Für alle Spediteure sind die entsprechenden Fahrtkosten eine Mischkalkulation, die ihnen durch die Maut, durch die Treibstoffkosten, durch die Personalkosten und den dahinterstehenden wesentlichen Zeitaufwand entstehen. Das ist eine Mischkalkulation.

Natürlich ist die Lkw-Maut ein Steuerungsinstrument. Sie würde gerade nicht so heftig im Speditionsgewerbe diskutiert, wenn sie keine Lenkungswirkung hätte. Sie hat auch eine Lenkungswirkung, wenn es um die Frage geht: Fahre ich die großräumige Umleitung mit einem höheren Mautsatz, oder stelle ich mich doch in dem kleinen Ort in den Stau? Es gibt Spediteure, die selbst sagen, es lohne sich betriebswirtschaftlich für sie nicht, die großräumige Umleitung zu fahren. Dafür wollen wir Anreize setzen, und das ist eine sinnvolle Maßnahme.

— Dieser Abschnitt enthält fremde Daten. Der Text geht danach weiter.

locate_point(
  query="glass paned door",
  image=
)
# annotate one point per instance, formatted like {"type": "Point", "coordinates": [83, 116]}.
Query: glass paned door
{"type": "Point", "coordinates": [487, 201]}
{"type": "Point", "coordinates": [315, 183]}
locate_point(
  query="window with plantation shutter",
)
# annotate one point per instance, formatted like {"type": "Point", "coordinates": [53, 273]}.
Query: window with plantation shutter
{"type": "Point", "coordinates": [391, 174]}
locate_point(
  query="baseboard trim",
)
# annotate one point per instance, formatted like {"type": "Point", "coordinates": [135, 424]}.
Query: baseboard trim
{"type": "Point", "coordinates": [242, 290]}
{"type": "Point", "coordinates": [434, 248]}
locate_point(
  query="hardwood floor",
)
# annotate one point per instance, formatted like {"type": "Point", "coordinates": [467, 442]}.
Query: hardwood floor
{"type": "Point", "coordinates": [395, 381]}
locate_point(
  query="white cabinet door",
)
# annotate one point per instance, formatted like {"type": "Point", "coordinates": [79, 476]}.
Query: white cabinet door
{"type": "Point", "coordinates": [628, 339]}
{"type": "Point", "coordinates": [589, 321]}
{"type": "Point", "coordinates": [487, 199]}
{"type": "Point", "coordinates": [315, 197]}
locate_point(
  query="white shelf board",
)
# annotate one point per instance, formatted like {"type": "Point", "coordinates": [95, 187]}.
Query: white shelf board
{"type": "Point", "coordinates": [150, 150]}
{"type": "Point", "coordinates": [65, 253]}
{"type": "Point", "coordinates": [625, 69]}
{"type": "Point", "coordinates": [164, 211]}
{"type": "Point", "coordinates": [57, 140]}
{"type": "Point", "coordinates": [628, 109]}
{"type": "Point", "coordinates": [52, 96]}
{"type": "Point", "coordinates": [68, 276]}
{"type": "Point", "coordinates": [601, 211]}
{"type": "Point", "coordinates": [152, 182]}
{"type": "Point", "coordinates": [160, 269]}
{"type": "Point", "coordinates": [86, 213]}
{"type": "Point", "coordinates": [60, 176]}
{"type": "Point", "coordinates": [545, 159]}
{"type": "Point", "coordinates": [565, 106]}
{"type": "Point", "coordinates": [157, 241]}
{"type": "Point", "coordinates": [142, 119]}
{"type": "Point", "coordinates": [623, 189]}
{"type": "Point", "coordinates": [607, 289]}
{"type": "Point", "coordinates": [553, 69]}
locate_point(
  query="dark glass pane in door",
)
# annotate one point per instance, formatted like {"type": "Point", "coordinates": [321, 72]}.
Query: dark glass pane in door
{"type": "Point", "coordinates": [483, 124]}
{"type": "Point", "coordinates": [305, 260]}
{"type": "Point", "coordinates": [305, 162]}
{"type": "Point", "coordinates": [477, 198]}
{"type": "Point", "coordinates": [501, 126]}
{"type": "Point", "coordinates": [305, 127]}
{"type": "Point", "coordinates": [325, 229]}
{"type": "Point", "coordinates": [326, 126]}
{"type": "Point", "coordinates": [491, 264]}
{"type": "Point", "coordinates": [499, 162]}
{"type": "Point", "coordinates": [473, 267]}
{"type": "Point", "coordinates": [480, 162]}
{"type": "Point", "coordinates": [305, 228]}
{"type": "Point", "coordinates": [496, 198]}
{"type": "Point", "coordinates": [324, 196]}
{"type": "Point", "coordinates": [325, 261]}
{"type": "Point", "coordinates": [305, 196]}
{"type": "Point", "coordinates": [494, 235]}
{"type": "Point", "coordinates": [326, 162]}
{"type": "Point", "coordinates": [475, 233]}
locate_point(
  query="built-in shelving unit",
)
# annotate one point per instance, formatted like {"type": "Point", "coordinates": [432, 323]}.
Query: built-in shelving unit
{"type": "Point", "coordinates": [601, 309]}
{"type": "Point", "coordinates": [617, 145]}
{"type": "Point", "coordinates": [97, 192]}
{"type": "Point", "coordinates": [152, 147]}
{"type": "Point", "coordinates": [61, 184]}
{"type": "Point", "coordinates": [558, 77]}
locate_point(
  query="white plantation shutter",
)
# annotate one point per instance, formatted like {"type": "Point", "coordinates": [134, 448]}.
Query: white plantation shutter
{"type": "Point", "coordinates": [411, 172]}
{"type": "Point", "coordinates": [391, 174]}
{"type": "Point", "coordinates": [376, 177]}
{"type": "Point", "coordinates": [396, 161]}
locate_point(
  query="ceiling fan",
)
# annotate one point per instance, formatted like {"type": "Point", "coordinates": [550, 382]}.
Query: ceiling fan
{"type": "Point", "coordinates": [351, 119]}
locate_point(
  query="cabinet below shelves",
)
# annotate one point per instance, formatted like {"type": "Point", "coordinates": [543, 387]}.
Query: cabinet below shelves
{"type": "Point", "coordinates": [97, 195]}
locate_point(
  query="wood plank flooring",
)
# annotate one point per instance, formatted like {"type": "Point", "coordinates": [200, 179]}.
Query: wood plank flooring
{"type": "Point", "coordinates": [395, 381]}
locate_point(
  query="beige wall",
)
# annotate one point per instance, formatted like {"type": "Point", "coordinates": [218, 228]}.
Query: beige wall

(Beifall von den GRÜNEN und der CDU)

Danke für diese Fragestellung. Diese Gedanken um eine neue Maut usw. entsprechen alle nicht den Fakten.

Ein letzter Punkt. Ich habe einen Verkehrsminister – natürlich spricht er in eigener Sache – und eine Koalition erlebt, die ganz klar sagen: Diese Probleme, die wir vor Ort haben, sind gravierend, und wir wollen sie lösen. Wir tun das, was wir tun können. Uns geht es nicht darum, daraus politisches Kapital zu schlagen oder Verantwortungspingpong zu spielen, wie es hier geschieht. Ich würde mir wünschen, dass alle Beteiligten und auch die SPD- und die FDP-Fraktion endlich Politik im Sinne der Menschen machten und nicht immer nur so, wie sie es gerade politisch opportun finden.

(Beifall von den GRÜNEN und der CDU – Dietmar Brockes [FDP]: Das kommt von den Richtigen!)